出乎他意料之外的是,他剛一說罷,就見數百人提起武器站了起來,薛思慕有些驚訝的看了看四周,并從他們目光中看到了從未有過的堅毅。

他并不知道,自己的随口一語,讓這些等死的兵士們又重新燃起了新的希望。

“好,好,好,今日我等殺敵報國,他日自有我們的兄弟兒孫爲我們報仇雪恨。衆将士聽令,随我殺敵啊!”

說罷,薛思慕抽出寶劍,一手高舉劍柄,一手抓住地上的泥草,緩緩地,向着戎人的方向蠕動而去。
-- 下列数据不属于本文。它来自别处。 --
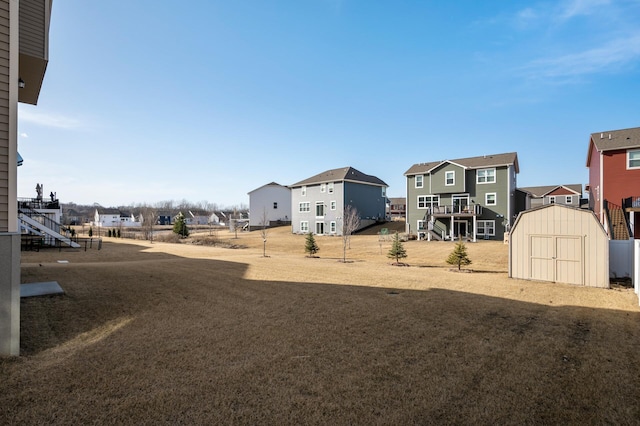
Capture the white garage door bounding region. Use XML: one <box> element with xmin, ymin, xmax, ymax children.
<box><xmin>530</xmin><ymin>235</ymin><xmax>584</xmax><ymax>285</ymax></box>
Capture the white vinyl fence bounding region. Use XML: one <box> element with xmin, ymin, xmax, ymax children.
<box><xmin>609</xmin><ymin>240</ymin><xmax>634</xmax><ymax>278</ymax></box>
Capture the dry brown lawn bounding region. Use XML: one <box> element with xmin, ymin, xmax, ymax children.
<box><xmin>0</xmin><ymin>228</ymin><xmax>640</xmax><ymax>425</ymax></box>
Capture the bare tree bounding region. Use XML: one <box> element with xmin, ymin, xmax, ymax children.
<box><xmin>260</xmin><ymin>207</ymin><xmax>269</xmax><ymax>257</ymax></box>
<box><xmin>342</xmin><ymin>204</ymin><xmax>360</xmax><ymax>262</ymax></box>
<box><xmin>140</xmin><ymin>206</ymin><xmax>158</xmax><ymax>242</ymax></box>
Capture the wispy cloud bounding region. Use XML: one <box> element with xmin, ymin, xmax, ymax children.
<box><xmin>523</xmin><ymin>32</ymin><xmax>640</xmax><ymax>78</ymax></box>
<box><xmin>559</xmin><ymin>0</ymin><xmax>611</xmax><ymax>19</ymax></box>
<box><xmin>18</xmin><ymin>108</ymin><xmax>82</xmax><ymax>129</ymax></box>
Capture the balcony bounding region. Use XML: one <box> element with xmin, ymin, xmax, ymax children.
<box><xmin>427</xmin><ymin>204</ymin><xmax>482</xmax><ymax>217</ymax></box>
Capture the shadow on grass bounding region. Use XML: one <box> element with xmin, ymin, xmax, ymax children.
<box><xmin>7</xmin><ymin>241</ymin><xmax>640</xmax><ymax>424</ymax></box>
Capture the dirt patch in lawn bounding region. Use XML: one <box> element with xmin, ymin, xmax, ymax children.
<box><xmin>5</xmin><ymin>228</ymin><xmax>640</xmax><ymax>424</ymax></box>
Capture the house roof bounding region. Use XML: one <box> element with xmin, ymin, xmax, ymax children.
<box><xmin>518</xmin><ymin>183</ymin><xmax>582</xmax><ymax>198</ymax></box>
<box><xmin>587</xmin><ymin>127</ymin><xmax>640</xmax><ymax>167</ymax></box>
<box><xmin>290</xmin><ymin>167</ymin><xmax>389</xmax><ymax>188</ymax></box>
<box><xmin>248</xmin><ymin>182</ymin><xmax>288</xmax><ymax>194</ymax></box>
<box><xmin>405</xmin><ymin>152</ymin><xmax>520</xmax><ymax>176</ymax></box>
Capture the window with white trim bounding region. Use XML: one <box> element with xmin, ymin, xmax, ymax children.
<box><xmin>418</xmin><ymin>195</ymin><xmax>440</xmax><ymax>209</ymax></box>
<box><xmin>477</xmin><ymin>220</ymin><xmax>496</xmax><ymax>236</ymax></box>
<box><xmin>444</xmin><ymin>170</ymin><xmax>456</xmax><ymax>186</ymax></box>
<box><xmin>484</xmin><ymin>192</ymin><xmax>498</xmax><ymax>206</ymax></box>
<box><xmin>476</xmin><ymin>168</ymin><xmax>496</xmax><ymax>183</ymax></box>
<box><xmin>627</xmin><ymin>149</ymin><xmax>640</xmax><ymax>169</ymax></box>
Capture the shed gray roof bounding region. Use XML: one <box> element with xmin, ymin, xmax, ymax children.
<box><xmin>405</xmin><ymin>152</ymin><xmax>520</xmax><ymax>176</ymax></box>
<box><xmin>591</xmin><ymin>127</ymin><xmax>640</xmax><ymax>152</ymax></box>
<box><xmin>518</xmin><ymin>183</ymin><xmax>582</xmax><ymax>197</ymax></box>
<box><xmin>290</xmin><ymin>167</ymin><xmax>389</xmax><ymax>188</ymax></box>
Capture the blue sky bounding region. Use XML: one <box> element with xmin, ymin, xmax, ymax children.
<box><xmin>13</xmin><ymin>0</ymin><xmax>640</xmax><ymax>206</ymax></box>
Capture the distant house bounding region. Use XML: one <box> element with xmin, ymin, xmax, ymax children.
<box><xmin>587</xmin><ymin>127</ymin><xmax>640</xmax><ymax>240</ymax></box>
<box><xmin>405</xmin><ymin>152</ymin><xmax>519</xmax><ymax>241</ymax></box>
<box><xmin>158</xmin><ymin>210</ymin><xmax>174</xmax><ymax>225</ymax></box>
<box><xmin>91</xmin><ymin>208</ymin><xmax>142</xmax><ymax>228</ymax></box>
<box><xmin>290</xmin><ymin>167</ymin><xmax>388</xmax><ymax>235</ymax></box>
<box><xmin>249</xmin><ymin>182</ymin><xmax>291</xmax><ymax>229</ymax></box>
<box><xmin>388</xmin><ymin>197</ymin><xmax>407</xmax><ymax>220</ymax></box>
<box><xmin>182</xmin><ymin>209</ymin><xmax>210</xmax><ymax>225</ymax></box>
<box><xmin>518</xmin><ymin>183</ymin><xmax>582</xmax><ymax>210</ymax></box>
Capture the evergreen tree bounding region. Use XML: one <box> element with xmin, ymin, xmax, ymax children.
<box><xmin>304</xmin><ymin>232</ymin><xmax>320</xmax><ymax>257</ymax></box>
<box><xmin>173</xmin><ymin>213</ymin><xmax>189</xmax><ymax>238</ymax></box>
<box><xmin>387</xmin><ymin>232</ymin><xmax>407</xmax><ymax>263</ymax></box>
<box><xmin>447</xmin><ymin>241</ymin><xmax>471</xmax><ymax>271</ymax></box>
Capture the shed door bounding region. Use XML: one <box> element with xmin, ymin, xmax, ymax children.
<box><xmin>530</xmin><ymin>235</ymin><xmax>584</xmax><ymax>285</ymax></box>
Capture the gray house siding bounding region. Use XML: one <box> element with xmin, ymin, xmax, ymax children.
<box><xmin>405</xmin><ymin>153</ymin><xmax>518</xmax><ymax>239</ymax></box>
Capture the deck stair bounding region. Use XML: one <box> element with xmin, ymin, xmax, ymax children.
<box><xmin>605</xmin><ymin>202</ymin><xmax>630</xmax><ymax>240</ymax></box>
<box><xmin>18</xmin><ymin>207</ymin><xmax>80</xmax><ymax>248</ymax></box>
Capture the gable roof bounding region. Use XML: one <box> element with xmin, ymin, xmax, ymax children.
<box><xmin>289</xmin><ymin>167</ymin><xmax>389</xmax><ymax>188</ymax></box>
<box><xmin>587</xmin><ymin>127</ymin><xmax>640</xmax><ymax>167</ymax></box>
<box><xmin>518</xmin><ymin>183</ymin><xmax>582</xmax><ymax>198</ymax></box>
<box><xmin>247</xmin><ymin>182</ymin><xmax>289</xmax><ymax>194</ymax></box>
<box><xmin>405</xmin><ymin>152</ymin><xmax>520</xmax><ymax>176</ymax></box>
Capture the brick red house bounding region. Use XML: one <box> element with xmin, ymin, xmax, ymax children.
<box><xmin>587</xmin><ymin>127</ymin><xmax>640</xmax><ymax>239</ymax></box>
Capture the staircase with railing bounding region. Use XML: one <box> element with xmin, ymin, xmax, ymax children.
<box><xmin>18</xmin><ymin>203</ymin><xmax>80</xmax><ymax>248</ymax></box>
<box><xmin>604</xmin><ymin>200</ymin><xmax>631</xmax><ymax>240</ymax></box>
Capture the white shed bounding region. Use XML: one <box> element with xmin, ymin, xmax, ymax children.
<box><xmin>509</xmin><ymin>204</ymin><xmax>609</xmax><ymax>288</ymax></box>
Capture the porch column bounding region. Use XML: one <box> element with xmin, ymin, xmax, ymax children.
<box><xmin>473</xmin><ymin>215</ymin><xmax>478</xmax><ymax>243</ymax></box>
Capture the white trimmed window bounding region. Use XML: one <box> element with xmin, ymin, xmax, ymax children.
<box><xmin>477</xmin><ymin>220</ymin><xmax>496</xmax><ymax>236</ymax></box>
<box><xmin>484</xmin><ymin>192</ymin><xmax>498</xmax><ymax>206</ymax></box>
<box><xmin>444</xmin><ymin>170</ymin><xmax>456</xmax><ymax>186</ymax></box>
<box><xmin>418</xmin><ymin>195</ymin><xmax>440</xmax><ymax>209</ymax></box>
<box><xmin>627</xmin><ymin>149</ymin><xmax>640</xmax><ymax>169</ymax></box>
<box><xmin>476</xmin><ymin>169</ymin><xmax>496</xmax><ymax>183</ymax></box>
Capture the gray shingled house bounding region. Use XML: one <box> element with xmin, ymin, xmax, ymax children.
<box><xmin>290</xmin><ymin>167</ymin><xmax>388</xmax><ymax>235</ymax></box>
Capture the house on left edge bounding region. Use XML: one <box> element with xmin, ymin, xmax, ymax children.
<box><xmin>0</xmin><ymin>0</ymin><xmax>52</xmax><ymax>355</ymax></box>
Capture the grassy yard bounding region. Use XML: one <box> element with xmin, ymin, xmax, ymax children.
<box><xmin>0</xmin><ymin>228</ymin><xmax>640</xmax><ymax>425</ymax></box>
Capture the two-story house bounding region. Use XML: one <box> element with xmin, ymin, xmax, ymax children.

高地上站着的秦兵,呆呆的看着自己的主将,看着在地上緩緩蠕動的主将,看着渾身是傷慷慨赴死的主将,有人流下了熱淚,有人仰頭不語,有人側目不敢再看。

“殺敵啊!”

這時一名秦兵再也看不下去,用手猛地摸去臉上的淚珠,率先向山下沖殺而去。

他曾是北大營的逃兵,他曾是躲在南營兵士後的膽小之輩,他曾躲在木寨内的隐蔽處看着薛思慕帶着袍澤數次沖殺。

現在,他再也不怕了,他再也不想躲了,事已至此,隻是一死而已,又有何可怕之處。

其餘的秦兵也随着帶頭的兵士開始呐喊起來,兩腿無礙之人攙扶着不能走路的兵士與其餘數百秦兵向高地之下沖殺而去。